Use Encrypted Tools for Communication:
Sometimes important and sensitive data may have to be exchanged between the team members and clients via messenger apps, collaboration tools, and emails. Companies must ensure that these communications are secured by end-to-end encryption. End-to-end encryption makes the information unreadable to any third party; that is when two or more devices communicate, the information is exchanged in the form of a secret code. So, nobody can read it other than the people involved in the communication. Encrypted communication safeguards the data from tampering. Make it mandatory for all employees to use only encrypted communication channels to exchange sensitive data.
These are a few methods that companies can implement to improve cybersecurity. As companies contemplate making work from home a permanent option for a large number of its employees, they have to build a culture of conscious employees who understand and follow the cybersecurity guidelines laid down by the IT team. Some ways to create that mindset include:
- Establishing easy-to-follow best practices to make cybersecurity a priority.
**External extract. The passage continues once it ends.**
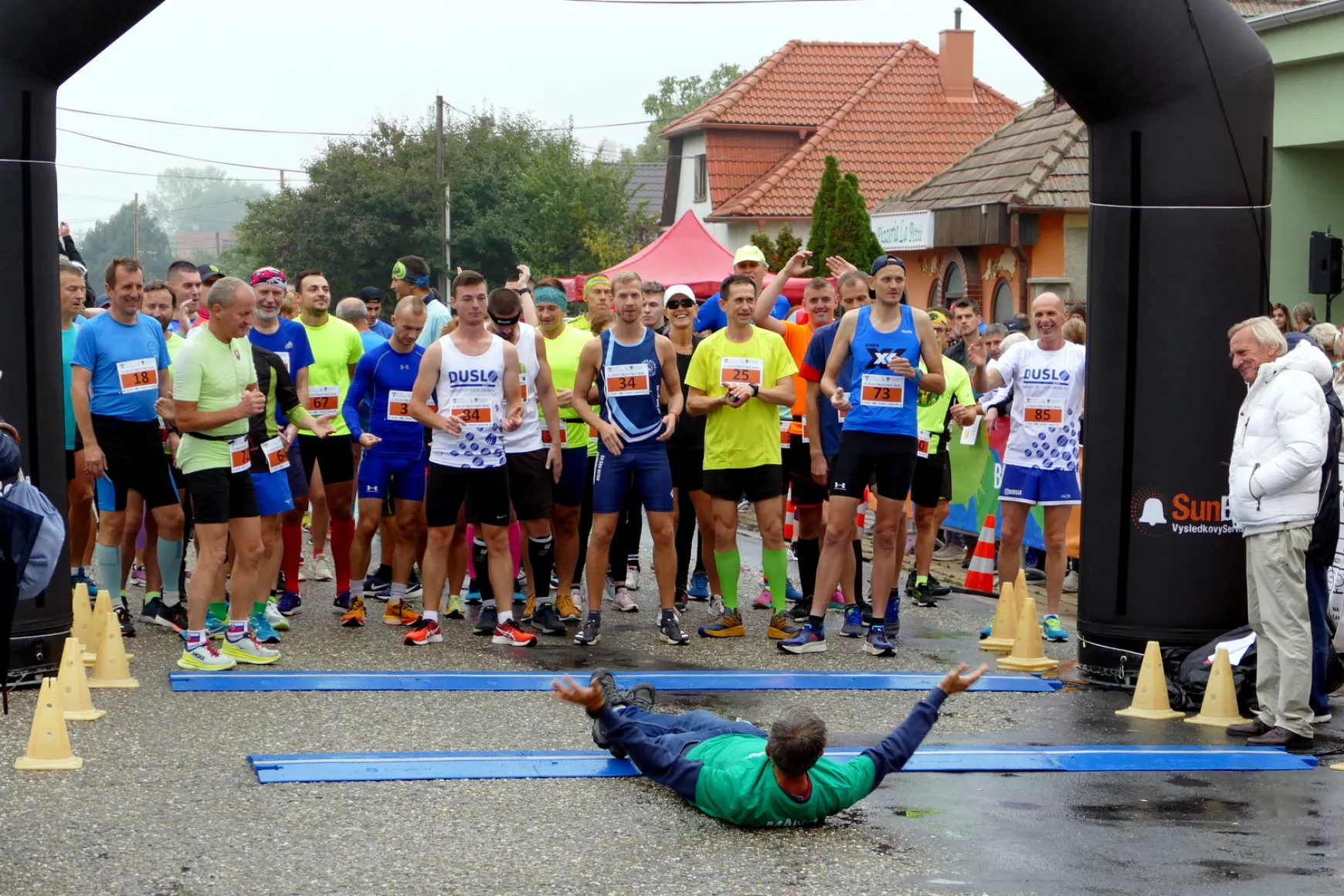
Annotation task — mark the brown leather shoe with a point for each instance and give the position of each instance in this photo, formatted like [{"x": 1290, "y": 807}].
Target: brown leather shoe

- Conduct regular training sessions or eLearning sessions to drive the importance of security.
- Create constant awareness through emails and other media.
- Offer accessible remote support and train employees to troubleshoot problems on their own.
It’s important to ensure that all the employees follow these guidelines stringently. This will also assure your customers that their data is safe and will give the required protection to your operations too.